In wake of creditor protection, Veris Gold to be delisted from TSX in July

19th June 2014 By: Henry Lazenby - Creamer Media Deputy Editor: North America

In wake of creditor protection, Veris Gold to be delisted from TSX in July

Photo by: Reuters

TORONTO (miningweekly.com) – The TSX-listed stock of miner Veris Gold would be delisted on July 18, the company said on Thursday.

The Vancouver-based miner, whose flagship project comprises the long-lived gold-mining operations at Jerritt Canyon, in Nevada, last week filed for creditor protection in Canada and the US, which made it noncompliant with the exchange’s continued listing requirements.

The TSX had suspended the company’s stock from trading last Monday and it would remain suspended until its delisting.

Veris revealed that it had started discussions with other recognised stock exchanges to transfer its securities before delisting, but said it could not guarantee a successful alternative listing.
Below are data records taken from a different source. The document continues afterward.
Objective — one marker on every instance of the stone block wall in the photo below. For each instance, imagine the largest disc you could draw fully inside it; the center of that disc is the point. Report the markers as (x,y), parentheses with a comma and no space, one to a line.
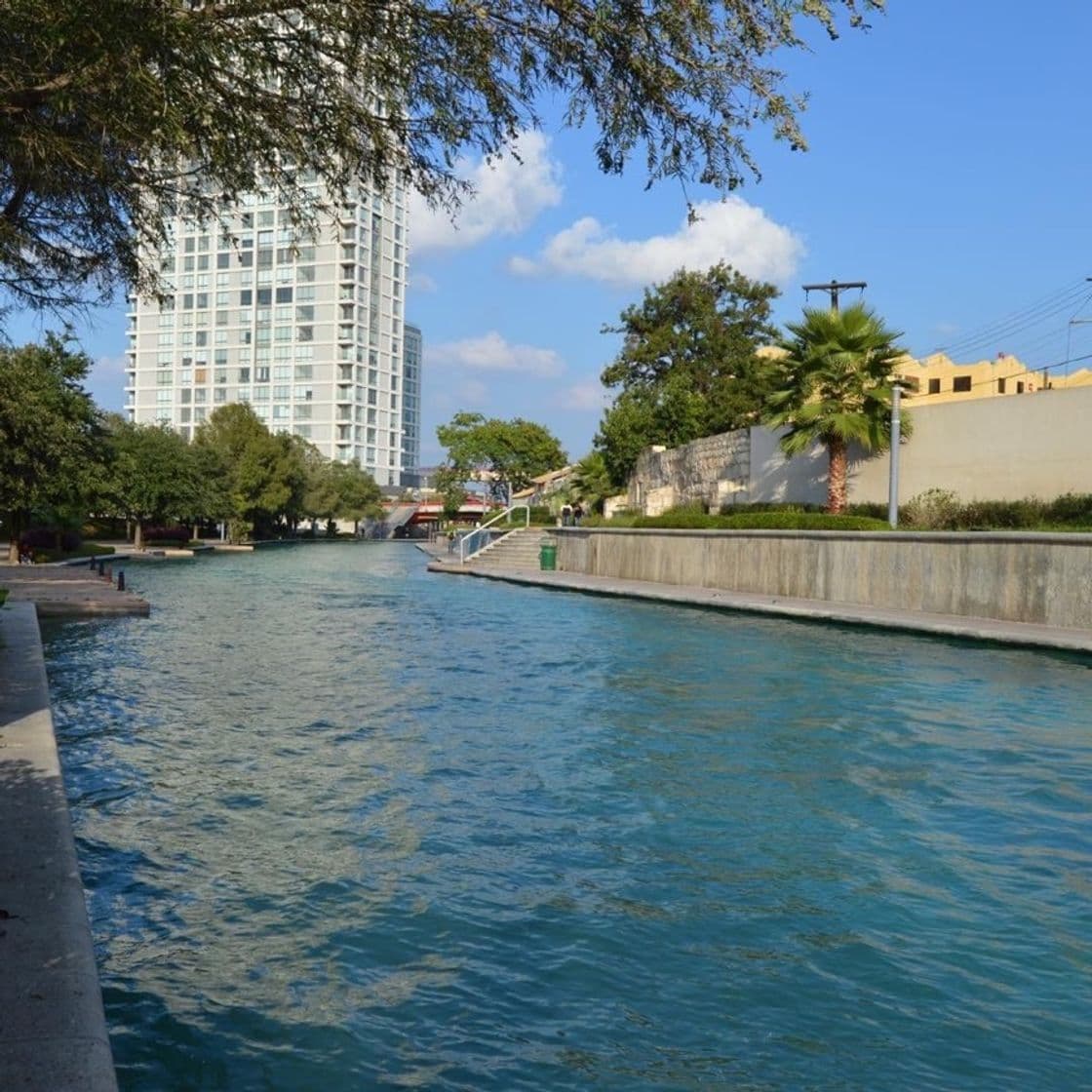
(713,472)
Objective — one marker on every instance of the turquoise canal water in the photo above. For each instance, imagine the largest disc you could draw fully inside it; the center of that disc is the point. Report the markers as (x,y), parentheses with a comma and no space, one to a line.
(347,826)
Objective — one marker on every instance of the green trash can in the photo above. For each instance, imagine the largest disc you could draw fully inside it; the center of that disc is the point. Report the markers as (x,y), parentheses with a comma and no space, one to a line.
(547,555)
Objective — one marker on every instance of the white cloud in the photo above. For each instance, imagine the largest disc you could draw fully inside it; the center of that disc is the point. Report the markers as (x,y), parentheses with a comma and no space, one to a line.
(582,398)
(509,193)
(492,353)
(729,230)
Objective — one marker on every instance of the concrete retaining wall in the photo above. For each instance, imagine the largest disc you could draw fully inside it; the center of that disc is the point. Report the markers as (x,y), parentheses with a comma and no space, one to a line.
(53,1031)
(1042,579)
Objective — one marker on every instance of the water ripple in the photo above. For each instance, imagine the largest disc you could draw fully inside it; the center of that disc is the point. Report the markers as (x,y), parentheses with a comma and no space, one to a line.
(345,825)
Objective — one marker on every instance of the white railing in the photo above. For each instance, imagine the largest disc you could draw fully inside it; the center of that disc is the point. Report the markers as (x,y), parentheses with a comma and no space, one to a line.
(474,542)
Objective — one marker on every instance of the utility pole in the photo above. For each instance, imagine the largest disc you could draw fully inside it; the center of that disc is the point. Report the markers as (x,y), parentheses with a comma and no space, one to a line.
(835,288)
(893,460)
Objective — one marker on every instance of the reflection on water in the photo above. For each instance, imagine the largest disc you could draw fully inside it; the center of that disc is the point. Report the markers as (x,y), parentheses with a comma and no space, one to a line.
(346,825)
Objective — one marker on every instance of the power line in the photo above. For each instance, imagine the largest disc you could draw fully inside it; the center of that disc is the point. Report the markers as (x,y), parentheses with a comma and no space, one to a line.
(835,288)
(1031,316)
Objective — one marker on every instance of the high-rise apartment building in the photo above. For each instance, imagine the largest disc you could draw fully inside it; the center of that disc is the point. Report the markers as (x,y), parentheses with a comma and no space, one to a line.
(410,404)
(307,330)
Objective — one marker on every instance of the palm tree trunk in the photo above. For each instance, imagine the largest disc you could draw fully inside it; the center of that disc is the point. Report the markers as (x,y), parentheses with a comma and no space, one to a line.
(837,476)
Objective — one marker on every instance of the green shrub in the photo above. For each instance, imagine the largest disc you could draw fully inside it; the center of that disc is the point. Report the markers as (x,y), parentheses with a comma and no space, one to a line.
(729,509)
(1072,508)
(1000,515)
(690,519)
(800,521)
(933,510)
(874,511)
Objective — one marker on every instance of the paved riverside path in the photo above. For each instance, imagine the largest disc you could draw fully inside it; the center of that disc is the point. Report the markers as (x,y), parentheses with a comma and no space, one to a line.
(980,629)
(72,591)
(53,1030)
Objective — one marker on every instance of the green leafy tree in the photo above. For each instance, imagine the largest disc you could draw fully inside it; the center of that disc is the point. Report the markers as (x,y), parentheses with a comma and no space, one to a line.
(114,110)
(48,433)
(689,364)
(835,389)
(590,483)
(321,496)
(358,496)
(265,476)
(506,453)
(451,486)
(152,475)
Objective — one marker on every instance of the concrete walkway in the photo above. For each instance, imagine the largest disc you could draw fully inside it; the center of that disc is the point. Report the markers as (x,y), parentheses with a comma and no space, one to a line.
(979,629)
(69,591)
(53,1030)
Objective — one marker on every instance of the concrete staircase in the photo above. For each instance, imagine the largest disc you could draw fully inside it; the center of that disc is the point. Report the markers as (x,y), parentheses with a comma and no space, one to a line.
(516,551)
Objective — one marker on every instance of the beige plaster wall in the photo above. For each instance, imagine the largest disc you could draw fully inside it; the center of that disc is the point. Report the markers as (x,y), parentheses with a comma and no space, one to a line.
(997,448)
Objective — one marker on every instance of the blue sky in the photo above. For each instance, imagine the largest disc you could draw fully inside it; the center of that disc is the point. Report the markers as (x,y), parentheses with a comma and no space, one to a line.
(949,169)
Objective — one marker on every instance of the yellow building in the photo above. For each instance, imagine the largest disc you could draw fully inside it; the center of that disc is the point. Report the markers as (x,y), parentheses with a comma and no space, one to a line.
(939,379)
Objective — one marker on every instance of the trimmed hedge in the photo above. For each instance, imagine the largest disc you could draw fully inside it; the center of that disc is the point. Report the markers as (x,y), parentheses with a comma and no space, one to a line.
(786,519)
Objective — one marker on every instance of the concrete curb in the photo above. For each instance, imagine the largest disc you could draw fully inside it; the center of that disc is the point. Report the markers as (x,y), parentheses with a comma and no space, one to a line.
(53,1028)
(956,626)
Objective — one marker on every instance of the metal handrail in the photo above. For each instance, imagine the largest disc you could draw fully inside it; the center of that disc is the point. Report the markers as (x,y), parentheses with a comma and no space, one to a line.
(478,535)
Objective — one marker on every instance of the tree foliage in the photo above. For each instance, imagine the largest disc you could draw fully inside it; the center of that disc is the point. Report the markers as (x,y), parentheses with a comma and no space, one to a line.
(835,388)
(48,430)
(688,366)
(590,483)
(114,110)
(506,453)
(152,474)
(337,490)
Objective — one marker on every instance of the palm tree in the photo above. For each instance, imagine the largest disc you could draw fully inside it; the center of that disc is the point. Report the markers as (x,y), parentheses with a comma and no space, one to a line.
(836,379)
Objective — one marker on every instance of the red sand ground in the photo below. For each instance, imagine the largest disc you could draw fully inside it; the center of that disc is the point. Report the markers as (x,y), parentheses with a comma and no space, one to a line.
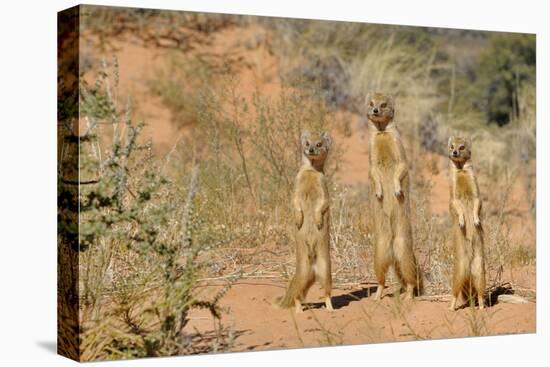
(357,318)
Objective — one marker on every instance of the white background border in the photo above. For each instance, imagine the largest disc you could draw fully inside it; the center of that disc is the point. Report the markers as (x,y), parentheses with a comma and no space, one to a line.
(28,180)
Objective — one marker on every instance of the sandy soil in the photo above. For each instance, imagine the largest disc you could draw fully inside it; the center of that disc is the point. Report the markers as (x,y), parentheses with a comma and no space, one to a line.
(357,318)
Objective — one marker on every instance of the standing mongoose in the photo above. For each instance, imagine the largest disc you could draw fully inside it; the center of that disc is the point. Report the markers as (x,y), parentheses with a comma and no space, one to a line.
(310,204)
(467,232)
(389,178)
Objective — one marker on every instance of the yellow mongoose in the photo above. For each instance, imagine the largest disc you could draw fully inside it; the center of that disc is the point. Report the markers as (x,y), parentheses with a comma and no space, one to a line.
(390,182)
(311,214)
(467,233)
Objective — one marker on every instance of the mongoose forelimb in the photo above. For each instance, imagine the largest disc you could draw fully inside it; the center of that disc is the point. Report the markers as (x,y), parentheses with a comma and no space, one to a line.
(310,204)
(467,231)
(389,179)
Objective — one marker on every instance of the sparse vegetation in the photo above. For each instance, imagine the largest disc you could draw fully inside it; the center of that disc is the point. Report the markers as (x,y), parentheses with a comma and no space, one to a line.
(157,225)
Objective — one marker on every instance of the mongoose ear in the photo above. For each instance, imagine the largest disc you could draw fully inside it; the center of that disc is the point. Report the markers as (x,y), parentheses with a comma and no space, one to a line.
(305,135)
(368,98)
(391,99)
(327,138)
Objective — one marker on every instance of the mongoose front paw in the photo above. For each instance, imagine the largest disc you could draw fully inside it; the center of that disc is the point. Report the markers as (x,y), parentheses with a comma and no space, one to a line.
(319,220)
(461,220)
(299,218)
(398,191)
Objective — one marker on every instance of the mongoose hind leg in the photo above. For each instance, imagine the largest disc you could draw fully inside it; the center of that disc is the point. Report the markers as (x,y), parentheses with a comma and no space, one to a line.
(478,280)
(405,265)
(323,272)
(382,261)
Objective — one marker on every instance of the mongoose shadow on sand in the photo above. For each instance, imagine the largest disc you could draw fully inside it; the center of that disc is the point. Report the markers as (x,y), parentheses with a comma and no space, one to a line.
(491,295)
(344,300)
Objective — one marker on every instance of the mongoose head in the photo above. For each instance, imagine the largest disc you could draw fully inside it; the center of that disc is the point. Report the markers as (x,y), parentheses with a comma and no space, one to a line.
(380,109)
(315,146)
(459,149)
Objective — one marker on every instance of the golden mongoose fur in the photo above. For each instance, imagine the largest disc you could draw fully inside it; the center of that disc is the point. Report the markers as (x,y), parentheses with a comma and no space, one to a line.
(389,179)
(467,232)
(311,214)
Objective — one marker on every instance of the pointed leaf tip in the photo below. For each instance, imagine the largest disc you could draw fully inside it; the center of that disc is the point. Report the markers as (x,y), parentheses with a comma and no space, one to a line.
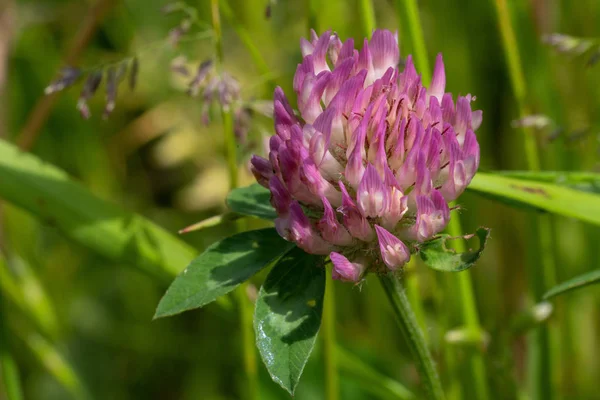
(437,255)
(288,315)
(221,268)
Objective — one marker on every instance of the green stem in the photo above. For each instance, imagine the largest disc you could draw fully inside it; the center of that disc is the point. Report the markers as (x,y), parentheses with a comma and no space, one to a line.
(408,12)
(469,316)
(329,352)
(543,273)
(245,308)
(413,294)
(367,14)
(413,335)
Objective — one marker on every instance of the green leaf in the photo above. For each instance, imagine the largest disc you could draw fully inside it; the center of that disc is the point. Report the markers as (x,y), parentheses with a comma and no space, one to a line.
(578,282)
(49,194)
(549,197)
(438,256)
(220,269)
(252,200)
(288,315)
(584,181)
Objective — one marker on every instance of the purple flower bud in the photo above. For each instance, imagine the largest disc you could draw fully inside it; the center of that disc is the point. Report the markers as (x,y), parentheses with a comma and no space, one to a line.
(357,224)
(433,215)
(372,195)
(372,141)
(344,270)
(331,229)
(438,80)
(393,251)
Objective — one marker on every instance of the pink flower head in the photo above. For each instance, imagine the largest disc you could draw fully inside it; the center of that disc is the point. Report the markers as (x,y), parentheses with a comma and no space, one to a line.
(366,168)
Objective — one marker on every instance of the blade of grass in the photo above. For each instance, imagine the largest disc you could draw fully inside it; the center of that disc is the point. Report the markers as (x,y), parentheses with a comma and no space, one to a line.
(578,282)
(41,111)
(48,193)
(412,333)
(246,39)
(543,273)
(10,371)
(371,379)
(328,336)
(408,14)
(55,364)
(29,296)
(548,197)
(245,306)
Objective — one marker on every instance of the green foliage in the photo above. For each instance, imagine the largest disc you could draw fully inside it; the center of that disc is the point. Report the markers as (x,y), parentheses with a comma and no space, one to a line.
(50,195)
(576,283)
(252,200)
(288,315)
(585,181)
(220,269)
(548,197)
(437,255)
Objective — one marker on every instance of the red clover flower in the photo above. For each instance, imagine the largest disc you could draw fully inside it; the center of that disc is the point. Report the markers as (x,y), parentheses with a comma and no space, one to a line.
(366,170)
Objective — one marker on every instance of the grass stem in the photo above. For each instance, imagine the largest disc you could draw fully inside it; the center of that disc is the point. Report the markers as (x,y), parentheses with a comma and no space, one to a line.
(245,308)
(543,273)
(409,13)
(412,333)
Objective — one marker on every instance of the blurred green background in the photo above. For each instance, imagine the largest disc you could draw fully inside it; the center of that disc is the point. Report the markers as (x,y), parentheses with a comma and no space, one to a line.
(94,335)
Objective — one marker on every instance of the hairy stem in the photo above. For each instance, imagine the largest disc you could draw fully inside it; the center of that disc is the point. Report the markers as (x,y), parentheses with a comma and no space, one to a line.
(413,335)
(329,352)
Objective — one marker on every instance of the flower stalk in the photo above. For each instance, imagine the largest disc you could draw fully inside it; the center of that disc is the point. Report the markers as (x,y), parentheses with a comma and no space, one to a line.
(412,333)
(328,337)
(408,11)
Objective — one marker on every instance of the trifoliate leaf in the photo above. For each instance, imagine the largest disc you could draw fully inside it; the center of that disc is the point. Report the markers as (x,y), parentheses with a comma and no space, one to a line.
(438,255)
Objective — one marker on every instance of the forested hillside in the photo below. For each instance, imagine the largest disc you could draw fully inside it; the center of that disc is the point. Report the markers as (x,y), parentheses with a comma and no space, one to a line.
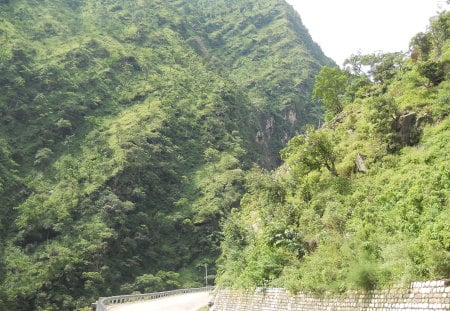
(363,201)
(126,130)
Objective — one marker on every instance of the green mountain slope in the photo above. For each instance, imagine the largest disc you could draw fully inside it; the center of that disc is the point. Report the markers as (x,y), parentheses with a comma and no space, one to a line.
(126,129)
(362,202)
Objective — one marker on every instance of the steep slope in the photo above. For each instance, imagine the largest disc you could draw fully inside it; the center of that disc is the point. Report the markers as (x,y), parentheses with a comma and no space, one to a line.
(362,202)
(125,134)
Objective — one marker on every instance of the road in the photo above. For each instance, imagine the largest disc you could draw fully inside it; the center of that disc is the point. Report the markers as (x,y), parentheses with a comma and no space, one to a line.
(184,302)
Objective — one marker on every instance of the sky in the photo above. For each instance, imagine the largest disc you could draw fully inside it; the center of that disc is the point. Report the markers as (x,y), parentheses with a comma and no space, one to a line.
(346,27)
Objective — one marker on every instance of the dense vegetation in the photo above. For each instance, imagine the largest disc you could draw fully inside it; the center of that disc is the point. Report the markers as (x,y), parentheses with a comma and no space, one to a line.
(364,200)
(126,129)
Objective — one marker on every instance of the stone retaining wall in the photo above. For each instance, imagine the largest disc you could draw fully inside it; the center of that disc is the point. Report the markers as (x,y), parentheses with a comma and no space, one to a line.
(432,295)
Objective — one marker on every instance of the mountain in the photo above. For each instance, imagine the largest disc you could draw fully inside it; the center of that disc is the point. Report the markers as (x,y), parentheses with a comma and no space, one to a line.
(363,201)
(126,131)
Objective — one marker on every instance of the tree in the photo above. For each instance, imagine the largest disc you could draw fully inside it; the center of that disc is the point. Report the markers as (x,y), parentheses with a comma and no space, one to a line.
(312,151)
(330,87)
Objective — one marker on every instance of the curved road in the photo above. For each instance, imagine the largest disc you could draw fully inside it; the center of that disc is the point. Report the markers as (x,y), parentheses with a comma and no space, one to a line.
(184,302)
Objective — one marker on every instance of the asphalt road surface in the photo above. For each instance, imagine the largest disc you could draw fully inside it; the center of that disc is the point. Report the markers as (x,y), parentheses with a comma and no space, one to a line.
(183,302)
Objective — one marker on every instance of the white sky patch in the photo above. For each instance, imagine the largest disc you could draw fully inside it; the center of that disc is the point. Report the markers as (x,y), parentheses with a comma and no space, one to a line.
(346,27)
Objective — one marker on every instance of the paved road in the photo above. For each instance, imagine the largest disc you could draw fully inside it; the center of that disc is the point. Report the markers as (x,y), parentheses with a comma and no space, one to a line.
(184,302)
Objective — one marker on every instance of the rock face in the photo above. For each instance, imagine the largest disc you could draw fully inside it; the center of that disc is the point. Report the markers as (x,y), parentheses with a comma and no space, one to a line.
(407,129)
(430,295)
(361,164)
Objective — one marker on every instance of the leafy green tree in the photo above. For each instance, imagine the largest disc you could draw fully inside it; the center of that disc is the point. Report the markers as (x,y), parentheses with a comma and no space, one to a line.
(330,88)
(312,151)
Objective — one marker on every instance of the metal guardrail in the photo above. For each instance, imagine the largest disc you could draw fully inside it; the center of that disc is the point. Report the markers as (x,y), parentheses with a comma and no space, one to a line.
(103,302)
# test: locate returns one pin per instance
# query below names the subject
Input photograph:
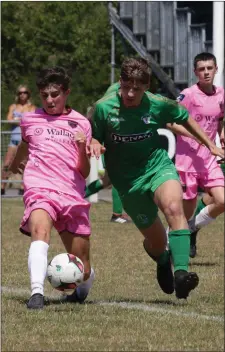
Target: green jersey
(133, 146)
(113, 88)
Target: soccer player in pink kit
(195, 164)
(55, 138)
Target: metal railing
(13, 181)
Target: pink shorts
(69, 213)
(190, 181)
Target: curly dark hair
(136, 69)
(53, 75)
(205, 56)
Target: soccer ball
(65, 272)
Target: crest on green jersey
(146, 118)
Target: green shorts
(141, 206)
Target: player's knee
(106, 181)
(220, 204)
(40, 232)
(5, 168)
(173, 208)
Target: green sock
(117, 204)
(179, 242)
(93, 188)
(200, 205)
(161, 259)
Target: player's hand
(21, 167)
(81, 140)
(218, 152)
(222, 138)
(95, 149)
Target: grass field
(126, 310)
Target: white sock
(203, 218)
(83, 289)
(37, 265)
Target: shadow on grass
(208, 264)
(49, 301)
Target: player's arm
(10, 113)
(181, 130)
(175, 113)
(222, 136)
(84, 160)
(95, 148)
(193, 127)
(20, 158)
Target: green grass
(125, 275)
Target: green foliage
(75, 35)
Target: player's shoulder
(106, 99)
(158, 99)
(220, 90)
(30, 115)
(78, 117)
(107, 102)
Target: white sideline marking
(126, 305)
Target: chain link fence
(13, 182)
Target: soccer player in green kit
(118, 215)
(126, 123)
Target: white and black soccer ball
(65, 272)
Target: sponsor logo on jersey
(180, 98)
(132, 138)
(117, 119)
(146, 118)
(56, 132)
(38, 131)
(221, 104)
(72, 124)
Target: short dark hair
(204, 57)
(135, 69)
(53, 75)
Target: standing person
(21, 105)
(118, 215)
(197, 167)
(55, 137)
(126, 124)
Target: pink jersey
(53, 154)
(207, 111)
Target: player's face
(132, 92)
(53, 99)
(205, 71)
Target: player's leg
(168, 196)
(213, 204)
(74, 229)
(210, 212)
(118, 216)
(190, 192)
(79, 246)
(39, 216)
(10, 154)
(143, 211)
(40, 224)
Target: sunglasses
(25, 92)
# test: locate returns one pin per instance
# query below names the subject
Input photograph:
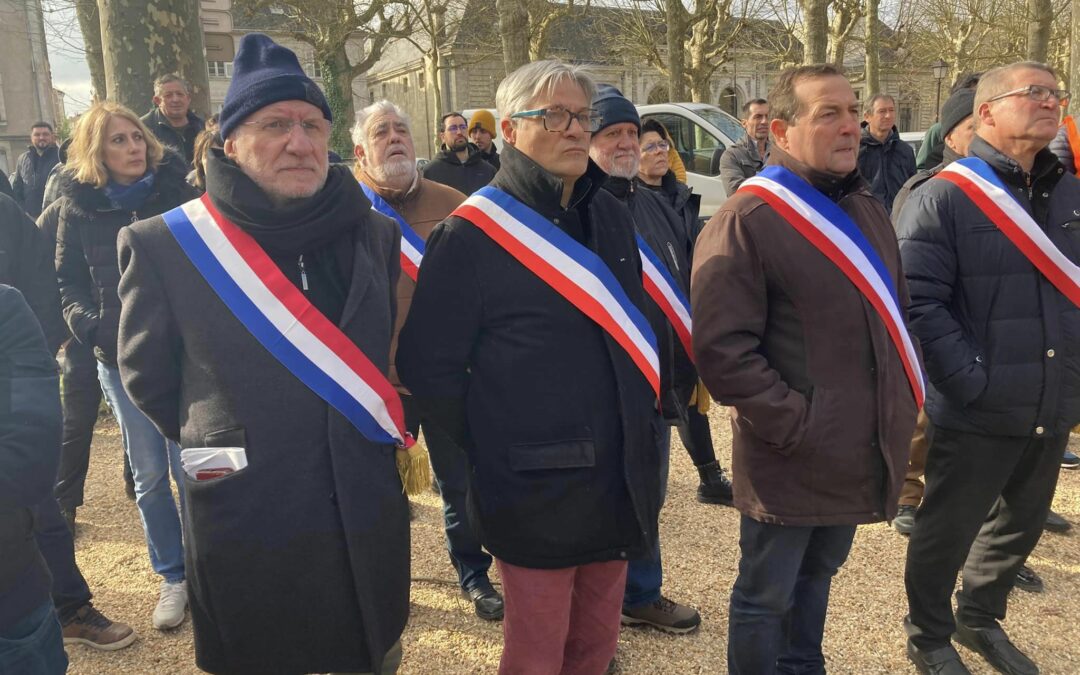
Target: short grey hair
(364, 116)
(531, 81)
(165, 79)
(999, 80)
(868, 108)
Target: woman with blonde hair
(117, 173)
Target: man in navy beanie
(296, 522)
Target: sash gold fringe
(414, 469)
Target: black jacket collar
(535, 187)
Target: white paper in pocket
(205, 463)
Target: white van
(701, 132)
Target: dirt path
(700, 550)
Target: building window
(219, 68)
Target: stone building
(223, 28)
(26, 92)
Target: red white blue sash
(285, 322)
(569, 268)
(412, 244)
(837, 237)
(983, 187)
(665, 293)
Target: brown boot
(93, 629)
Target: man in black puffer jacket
(1003, 365)
(29, 449)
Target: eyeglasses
(279, 127)
(1036, 92)
(559, 120)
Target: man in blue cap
(297, 526)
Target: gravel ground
(700, 542)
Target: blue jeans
(645, 576)
(777, 618)
(34, 646)
(451, 476)
(54, 540)
(150, 455)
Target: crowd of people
(272, 331)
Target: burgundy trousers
(561, 621)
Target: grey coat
(298, 563)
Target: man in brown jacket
(386, 166)
(823, 412)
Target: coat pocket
(563, 455)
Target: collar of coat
(1044, 167)
(534, 186)
(832, 186)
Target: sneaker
(1056, 524)
(172, 601)
(664, 615)
(1027, 580)
(905, 520)
(715, 488)
(91, 628)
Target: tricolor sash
(569, 268)
(412, 244)
(983, 187)
(836, 235)
(665, 293)
(285, 322)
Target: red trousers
(561, 621)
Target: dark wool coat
(823, 413)
(558, 426)
(86, 267)
(298, 563)
(1002, 345)
(29, 453)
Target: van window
(699, 149)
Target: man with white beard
(386, 167)
(616, 149)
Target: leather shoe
(994, 645)
(942, 661)
(486, 601)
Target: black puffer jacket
(1001, 343)
(886, 165)
(467, 176)
(86, 264)
(558, 426)
(29, 454)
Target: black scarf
(306, 226)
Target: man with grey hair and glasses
(386, 167)
(172, 120)
(990, 247)
(527, 343)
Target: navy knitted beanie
(265, 72)
(615, 108)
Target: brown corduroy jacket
(822, 412)
(423, 206)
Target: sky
(64, 41)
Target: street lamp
(940, 68)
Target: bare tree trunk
(91, 27)
(140, 42)
(815, 29)
(676, 56)
(1041, 13)
(873, 44)
(514, 26)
Should the company re-emerge from the Companies' Creditors Arrangement Act (CCAA) restructuring, it intends to reapply for a TSX listing.

Veris confirmed that it was currently focused on the restructuring and refinancing of its outstanding debts. The three mines at Jerritt Canyon, as well as the processing facility, were currently operating and generating free cash flow, the company said.

Professional services firm EY was serving as the court-appointed monitor in the CCAA proceedings to oversee the operations of the company and report to the court during the restructuring.

Veris last week sought creditor protection to address near-term liquidity issues owing to a decreasing gold price, higher than expected production costs, demands for payment under existing loan agreements and unexpected shutdowns, including the January shutdown resulting from a December fire.

The TSX-listed stock of the North American miner lost more than half its value in January, when the miner first revealed that it had defaulted on the two forward gold purchase contracts with Deutsche Bank (DB) London Branch, which had subsequently declared payment defaults. The midtier company said it had failed to make the monthly December gold delivery, or pay the cash equivalent, of the gold delivery shortfall.

This was the result of an electrical accident, resulting in a fire that occurred in the primary crushing building at the Jerritt Canyon mill operations. The fire resulted in a temporary suspension of operations, which negatively affected output during December.

Veris said the forward gold purchase contracts with DB London Branch did not contain a force majeure provision that would have allowed Veris to temporarily suspend its obligations under the contracts, owing to circumstances beyond its control.